A Polícia Rodoviária Federal (PRF) divulgou hoje (13) os números da Operação Nossa Senhora Aparecida, realizada todos os anos no feriado prolongado da padroeira do Brasil.

Foram registrados, em cinco dias de operação, 260 acidentes graves nas rodovias federais de todo o país, queda de 21,7% em relação ao ano passado. Ainda assim, os acidentes resultaram em 86 mortes, 4,5% abaixo do que em 2020, quando foram registradas 90 mortes.

No geral, foram 1.038 acidentes este ano, 14% a menos que em 2020. “Por mais que tenha havido um incremento no número de veículos em relação a 2020, a fiscalização conseguiu surtir efeito”, disse o inspetor Djairlon Henrique Moura, diretor de Operações da PRF. “Embora não haja o que comemorar, em virtude dos 86 mortos”, acrescentou.

Ao menos um desses acidentes com mortos ocorreu perto da basílica de Nossa Senhora Aparecida, em Aparecida (SP), mas a PRF não confirma a relação dessa ocorrência com a peregrinação de romeiros.

A maior parte das mortes (27), como costuma ocorrer, deu-se em decorrência de colisões frontais, muitas das quais ocasionadas por ultrapassagens em faixa contínua, o tipo mais comum de infração nas estradas. Neste ano, foram mais de 5.700 flagrantes da irregularidade.

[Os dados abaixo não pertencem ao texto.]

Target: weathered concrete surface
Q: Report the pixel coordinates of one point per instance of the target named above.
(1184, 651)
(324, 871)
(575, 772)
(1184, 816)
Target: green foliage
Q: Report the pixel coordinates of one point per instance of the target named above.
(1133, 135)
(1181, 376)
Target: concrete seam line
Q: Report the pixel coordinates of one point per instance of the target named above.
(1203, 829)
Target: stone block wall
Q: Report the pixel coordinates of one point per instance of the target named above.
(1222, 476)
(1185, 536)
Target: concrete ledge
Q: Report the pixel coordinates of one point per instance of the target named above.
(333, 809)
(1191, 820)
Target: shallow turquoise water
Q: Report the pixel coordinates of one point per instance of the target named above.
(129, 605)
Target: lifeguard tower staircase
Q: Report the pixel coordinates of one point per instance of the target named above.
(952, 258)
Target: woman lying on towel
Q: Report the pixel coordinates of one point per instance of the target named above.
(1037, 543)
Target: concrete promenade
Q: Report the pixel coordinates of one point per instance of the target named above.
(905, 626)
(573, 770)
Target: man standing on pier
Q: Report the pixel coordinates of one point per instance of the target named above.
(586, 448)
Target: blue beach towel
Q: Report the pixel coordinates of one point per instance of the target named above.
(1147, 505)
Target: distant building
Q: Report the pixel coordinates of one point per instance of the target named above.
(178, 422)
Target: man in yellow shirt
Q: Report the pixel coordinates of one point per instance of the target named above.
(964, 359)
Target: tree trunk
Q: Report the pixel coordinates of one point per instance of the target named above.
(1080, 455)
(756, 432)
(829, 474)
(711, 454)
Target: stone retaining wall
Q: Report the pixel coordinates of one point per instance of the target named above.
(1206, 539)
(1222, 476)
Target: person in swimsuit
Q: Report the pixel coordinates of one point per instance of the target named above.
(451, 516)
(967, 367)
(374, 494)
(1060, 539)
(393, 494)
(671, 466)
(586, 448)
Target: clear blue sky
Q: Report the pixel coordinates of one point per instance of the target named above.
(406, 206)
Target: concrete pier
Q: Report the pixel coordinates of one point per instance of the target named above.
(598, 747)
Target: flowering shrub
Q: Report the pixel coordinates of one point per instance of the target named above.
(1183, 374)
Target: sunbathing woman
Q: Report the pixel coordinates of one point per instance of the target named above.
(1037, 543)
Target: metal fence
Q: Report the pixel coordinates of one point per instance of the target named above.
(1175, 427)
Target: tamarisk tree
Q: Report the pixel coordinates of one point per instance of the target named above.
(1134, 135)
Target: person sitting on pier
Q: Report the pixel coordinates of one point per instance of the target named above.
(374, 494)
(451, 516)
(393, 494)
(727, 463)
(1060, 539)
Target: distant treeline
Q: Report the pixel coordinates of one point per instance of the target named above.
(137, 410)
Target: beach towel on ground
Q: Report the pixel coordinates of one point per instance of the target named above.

Neste ano, o feriado de Dia das Crianças, ontem (12), terminou com 1.230 feridos em acidentes nas rodovias federais, 15,4% a menos do que em 2020.

Crimes

Em relação ao combate à criminalidade, a PRF registrou um aumento significativo na apreensão de cocaína. Nos cinco dias de operação, foram apreendidos 770 kg, mais de 300% do que em 2020 (200 kg).

As apreensões de maconha, por outro lado, caíram abruptamente, de 5.390 kg no ano passado para 653 kg este ano. Foram apreendidas também 35 armas e 769 munições.

Ao todo, 635 pessoas foram detidas e 201 veículos adulterados foram recuperados pela PRF.